Track 2: Marine cargo vessel power estimation¶
Task¶
Power Estimation is a scalar regression task which involves predicting the current power consumption of a merchant vessel at a particular timestep based on tabular features describing vessel and weather conditions. A probabilistic regression model would yield a probability density over the power consumption. The prediction of the output is mostly attributed to the current timestep, but due to transient effects (e.g inertia) and hull fouling previous timesteps can also affect target power.
Data¶
The Shifts vessel power estimation dataset consists of measurements sampled every minute from sensors on-board a merchant ship over a span of 4 years, cleaned and complemented with weather data from a third-party provider. The task is to predict the ships main engine shaft power, which can be used to predict fuel consumption given an engine model, from the vessel's speed, draft, time since last dry dock cleaning and various weather and sea conditions. The following table summarizes the features available in the time-series given in a tabular form.
Uncertainty in the data arises due to sensor noise, measurement and transmission errors, and uncertainty in historical weather. Distributional shift arises from hull performance degradation over time due to fouling, sensor calibration drift, and variations in non-measured sea conditions such as water temperature, salinity etc. which vary in different regions and times of year.
To provide a standardized benchmark, we have created a canonical partition on the dataset into in-domain train, development and evaluation as well as distributionally shifted development and evaluation splits, as is the standard in Shifts. The dataset is partitioned along two dimensions: wind speed and time, as illustrated in the following figure. Wind speed serves as a proxy for unmeasured components of the sea state, while partitioning in time aims to capture effects such as hull fouling and sensor drift.

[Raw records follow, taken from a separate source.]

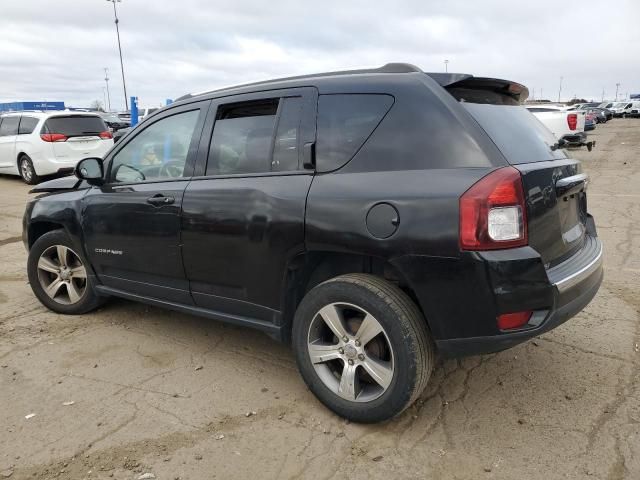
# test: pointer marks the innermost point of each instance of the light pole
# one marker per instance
(106, 80)
(124, 85)
(560, 90)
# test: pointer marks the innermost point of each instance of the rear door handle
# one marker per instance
(159, 199)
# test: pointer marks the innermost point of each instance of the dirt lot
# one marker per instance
(169, 394)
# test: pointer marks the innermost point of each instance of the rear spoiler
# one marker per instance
(508, 88)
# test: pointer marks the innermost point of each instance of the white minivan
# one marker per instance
(35, 144)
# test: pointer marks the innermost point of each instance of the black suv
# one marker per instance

In addition to the standard canonical benchmark we are providing a synthetic benchmark dataset created using an analytical physics-based vessel model. The synthetic dataset contains the same splits and input features as in the canonical dataset, but the target power labels are replaced with predictions of a physics model. Given that vessel physics are fairly well understood, it is possible to create a model of reality which captures most relevant factors of variation and model them robustly.

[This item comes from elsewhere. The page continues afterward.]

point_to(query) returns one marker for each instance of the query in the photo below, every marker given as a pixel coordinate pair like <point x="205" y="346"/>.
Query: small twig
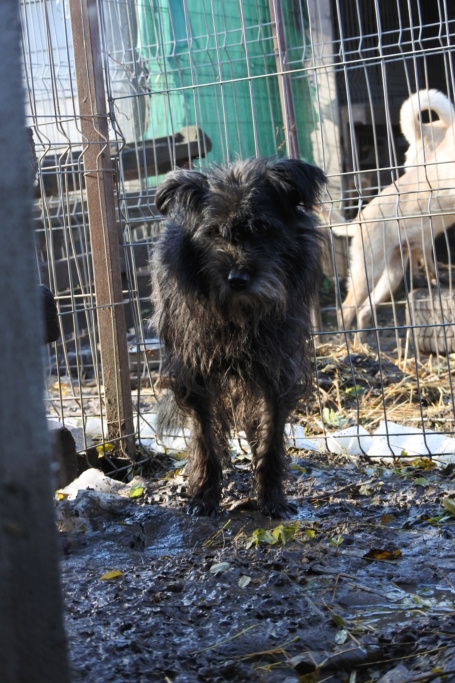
<point x="226" y="640"/>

A significant advantage of the synthetic dataset is that is allows generating a generalisation dataset that can cover the *convex hull *of possible feature combinations. Specifically, additional data points (2.5 million) are created by applying the model to input features independently and uniformly sampled from a predefined range. The idea is to sample from the convex hull of the full range of possible conditions, so all samples are i.i.d., and rare combinations of conditions are equally represented. For example, vessels are less likely to adopt high speeds in severe weather, which could lead ML models to learn a spurious correlation. This bias would not be detected during the evaluation on real data as the same correlation would be present. Evaluating a candidate model on this generalisation task thus tests its ability to properly disentangle causal factors and generalise to unseen conditions. This generalisation set can enable assessing model robustness with greater coverage, even if on a simplified version of reality.
The real and synthetic datasets can be used together. The real-world performance and hyper-parameter exploration can be done using the real data, while the synthetic generalisation set can be used to more broadly assess generalisation to unseen feature variations.
Evaluation¶
Predictive performance is assessed using the standard metrics: Root Mean Square Error (RMSE), Mean Absolute Error (MAE) and Mean Absolute Percentage Error (MAPE). Area under Mean Square error (MSE) and F1 retention curves [Malinin, 2019, Malinin et al., 2021] is used to assess jointly the robustness to distributional shift and uncertainty quality. The respective performance metrics are named R-AUC and F1-AUC. Following the methodology proposed by Malinin et al., 2021, we use the MSE as the error metric and for F1 scores we consider acceptable predictions those with MSE<(500kW)^2. As the uncertainty measure, we use the total variance (i.e. the sum of data and knowledge uncertainty [Malinin, 2019]). A good model should have a small R-AUC and large F1-AUC.
Baseline¶
We provide a deep ensemble of 10 Monte-Carlo dropout neural networks as a baseline. The ensemble method yields both improvement in robustness and interpretable estimates of uncertainty. Each ensemble member predicts the parameters mean and standard deviation of the conditional normal distribution over the target (power) given the input features. As a measure of uncertainty we use the total uncertainty, that is the sum of the variance of the predicted mean and the mean of predicted variance across the ensemble.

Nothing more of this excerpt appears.